简体   繁体   中英

How to make Typescript throw runtime error?

import { Component } from '@angular/core';

@Component({
  selector: 'app-root',
  templateUrl: './app.component.html',
  styleUrls: ['./app.component.css']
})
export class AppComponent {
 constructor() {
   console.log(this.getColor(1000))
}
getColor(c:String) {
  return c
}
}

My text editor put a red line bellow the 1000 that's says: Argument of type '1000' is not assignable to parameter of type 'String'.ts(2345)

Ok...but my app still executes and I can have the result on my console.

is there any how to make Angular and/or Typescript to prevent an execution in a scenario like this?

Your browser does not know about TypeScript, it only executes the transpiled javascript code.

But in your situation, the build process (made by Angular) will raise errors and you won't be able to deploy your application.

In dev mode a typescript error is raised but you still can execute the application for practical reasons

Typescript is only warning you, that something is not right. It does still compile and you can still run the code and it can work, but it is not intended to work like that.

So how can you check if the input is correct?

function example (color: string): void {
  if (typeof color !== 'string') {
    throw Error() // you can put your error message in here
  }
}

You can configure your compiler for --noEmitOnError :

Do not emit outputs if any errors were reported.
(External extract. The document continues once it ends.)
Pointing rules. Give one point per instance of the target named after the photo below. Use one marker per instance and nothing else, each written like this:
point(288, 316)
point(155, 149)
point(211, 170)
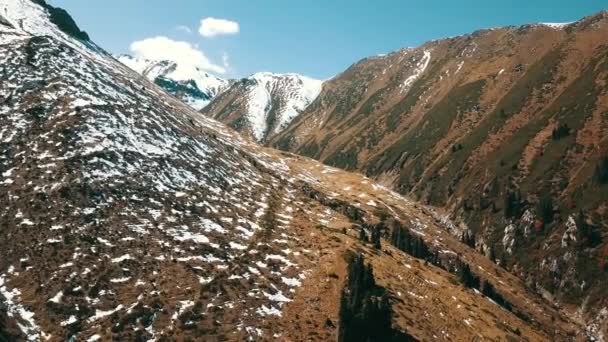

Though this won't "prevent an execution" per se, it will avoid Typescript's deliberate tendency to allow you to emit even when it detects type errors. From TypeScript development lead RyanCavanaugh in Typescript issue 828 , where that command-line flag was created:

We definitely want the behavior that the compiler can emit in the presence of type errors. This is a key scenario for migrating existing JavaScript -- you rename some.js file to.ts, get some type errors, but want to keep getting compilation of it while you refactor it to remove the type errors. They are 'warnings' in that sense; we cannot guarantee that your program does not work just because it has type errors.

That said, we recognize that this isn't always the behavior you want. Incremental builds get messed up by this on a fairly regular basis. We need something to address this scenario.